Understanding CPU Performance Counters on Cross Platform Monitors

I recently saw a bug submitted to our team about CPU usage statistics being reported by the cross platform agents and MP. The explanation from the customer was that our performance numbers weren’t the same as what they were seeing in tools like vmstat and mpstat and it was a bit confusing. It seemed like our CPU calculations were just wrong. In this article, I’ll discuss how the calculations are made and why the performance numbers might not match up to some other tools.

First of all, it’s important to understand how the agent gathers the data and how it gets to the OpsMgr server. The agent doesn’t gather the data every second – to do so would put an undue burden on the system just to monitor things burdening the system (recursive monitoring?). The agent collects the performance data once every 60 seconds. It’s a snapshot of what is occurring in that split second when it captured the data, just like if you looked at the current temperature outside. You know what it is now, but not what it has been during the day. This snapshot of data is then combined with the previous four snapshots and averaged into a rolling five-minute window of performance. This window shows the average CPU utilization over the previous five minutes and goes up and down with each 60-second data collection interval. Based on how often your OpsMgr server polls the agent for data (for CPU utilization the interval is 5 minutes), you will see some point along that trend line. The confusion occurs when people think the data they see in the monitor is real-time or actual data, when what they are actually seeing is this rolling average.

To demonstrate how this works, let me show you a graph of hypothetical CPU data:

This first chart shows some CPU utilization over a period of 11 minutes.


Next, we’ll overlay the values taken at the sampling interval (at the top of every minute), shown in green. Note that the performance data from the sampling is not the same as the overall CPU utilization – it only matches at the one-minute intervals. If a spike happens between the collection intervals but then returns to normal when the interval hits, you won’t see the spike. This filters out some of the noise of the ups and downs.


Next, we’ll overlay the rolling 5-minute average, which is essentially a trend line. Note that it is drastically different than the other values. This further smoothes out the data, and I’ll explain later how all this makes sense for the admin.

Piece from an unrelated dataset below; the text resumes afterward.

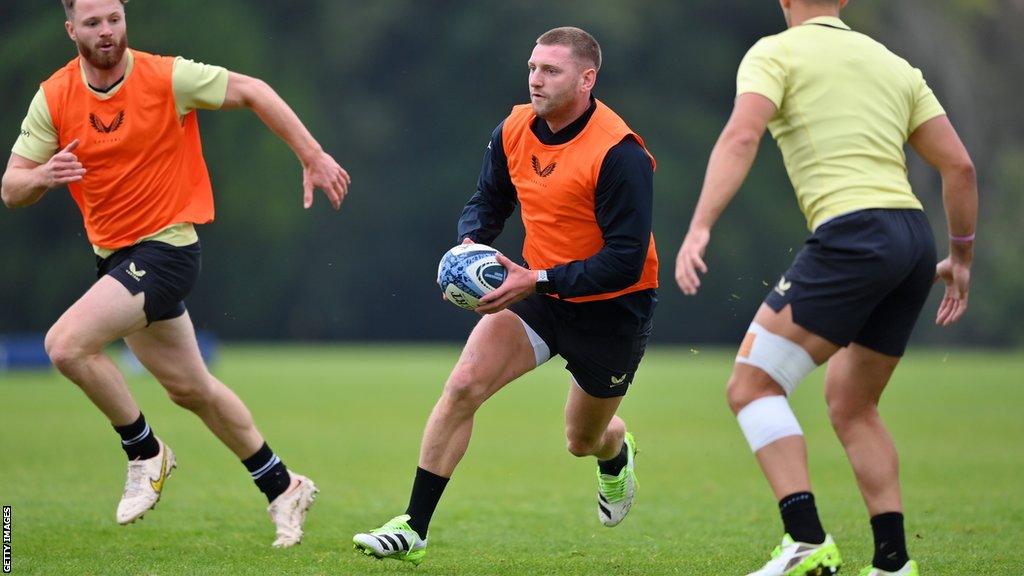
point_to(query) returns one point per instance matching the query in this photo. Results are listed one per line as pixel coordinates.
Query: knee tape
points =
(767, 419)
(786, 362)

This next chart shows what the actual values will be when the data is collected from the agent at its 5-minute interval. The data points occur at minutes 0, 5 and 10. I put a dashed line between them just so you can see the trending. When viewing the performance data in the Operations Manager “Processor Performance” view, OpsMgr will “connect the dots” and show you the trend line.


Just looking at the chart above, you might begin to think that CPU utilization is always underestimated by this rolling average, but it’s not. You’ll note at the end of the chart that the red average line is going upward and will meet the other two lines (possibly at the next interval).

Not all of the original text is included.